Several years after joining the furry fandom, I was stung by this rediscovered bit of Nietzsche: "Man is something that should be overcome. What have you done to overcome him? All creatures hitherto have created something beyond themselves: and do you want to be the ebb of this great tide, and return to the animals rather than overcome man?" I eventually articulated my answer to this exhortation in a conversation with Cube, and I later posted the relevant bit here. I'll reformulate that answer here.

We have various means of letting animals embody traits, virtues even, and we can do the same with such forms as dragons, too. And at one point, humanity was capable of letting the human form embody virtues as well -- this was certainly possible in Classical Greece, and arguably possible during the Renaissance, too. This allowed one to place human beings on a ladder between the animal and the divine. But now the category of human, on that hierarchy, is a void. One can no longer aspire to be human; someone saying "I want to be human" would nowadays be taken to be expressing something deranged, such as the belief that he is really a monster. With the category of the human having become void (in this context, not others), there are three equally reasonable alternatives to seeking human virtues embodied in the human form: dissociate desired traits with forms (and treat them in the abstract); associate desired traits with animals (grounding oneself, in a sense, by taking a step back on that ladder); or skip the human, and make use of the divine or fantastical forms one step up.

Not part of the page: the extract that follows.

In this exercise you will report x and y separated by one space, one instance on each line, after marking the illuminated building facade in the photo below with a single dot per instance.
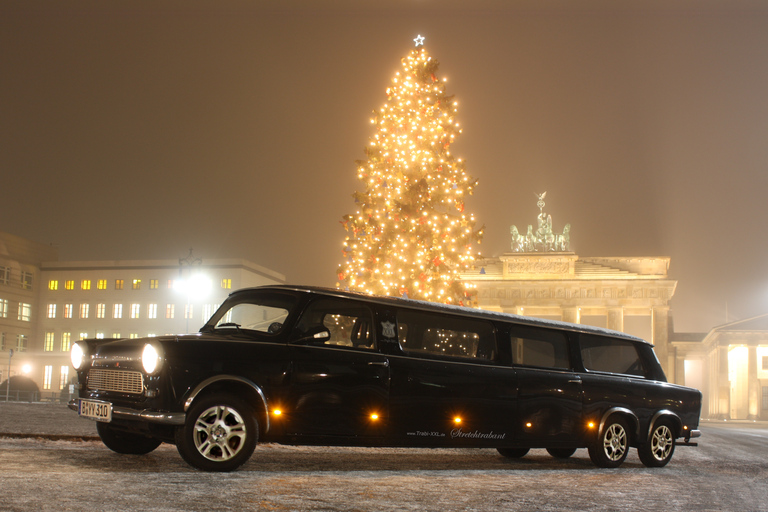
729 365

To answer my question of why one would aspire to be an animal, which is supposedly less than human: it is because, from (perhaps) taking their humanity for granted, human beings can no longer aspire to be human. I am, more or less, using the closest alternative. I think you get at this idea at some points in this entry, too. I'll also note that, at least in the short run, it was probably a good thing to make the human portion of that latter void, because the human form that embodied all human virtues was specifically a male one. To make that the ideal human form is hardly fair to half of humanity.
lhexa
Aug. 23rd, 2010 04:35 am (UTC)
And, not more than two hours after posting what's above, I came across this in Walden:

"Once or twice, while I lived at the pond, I found myself ranging the woods, like a half-starved hound, with a strange abandonment, seeking some kind of venison which I might devour, and no morsel could have been too savage for me. The wildest scenes had become unaccountably familiar. I found in myself, and still find, an instinct toward a higher, or, as it is named, spiritual life, as do most men, and another toward a primitive rank and savage one, and I reverence them both. I love the wild not less than the good."